Because of this tablet-like approach, there were many PC users who were not at all pleased with the new Windows. And because of this, Microsoft has decided to make some changes for their Windows 8.1 update that should please the people who are looking for a Windows format that resembles earlier PC versions more.
It’s a free update that gives people some of the old functionalities that many requested and among other things, it allows people to choose their favorite desktop apps and set them up across the screen horizontally on the taskbar at the bottom.
There are some other things that have been changed. Firstly, the tile screen is now better for key controls such as searching and shutting down your computer. Gone is the strange sliding function that many people did not like, which means that searching your computer and turning it off will be similar to the way it used to be on old versions of the OS.

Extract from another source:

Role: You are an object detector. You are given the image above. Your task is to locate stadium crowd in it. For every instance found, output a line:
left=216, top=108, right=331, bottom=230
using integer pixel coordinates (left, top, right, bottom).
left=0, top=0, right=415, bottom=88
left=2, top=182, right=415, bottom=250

They have also brought back the “x” for closing down apps. In the new version, you had to shrink the apps and drag them to the bottom in order to close them. Now you will simply be able to click on the “x” at the corner of the box to shut down the app, again, just like in earlier Windows versions.
Also, you will no longer get the tile look when opening up music, video or photos. Instead of sending you to another app, you will be able to open this type of media from the desktop. When you close the media, you will be shown the last app you opened, instead of reverting you back to the tiled start screen.
Even if these changes are not that significant, it shows that tablet-design is not necessarily the best for PC users and that Windows users much prefer the older functions, not just because of familiarity and nostalgia, but because it is simply more functional that way when working on a desktop computer.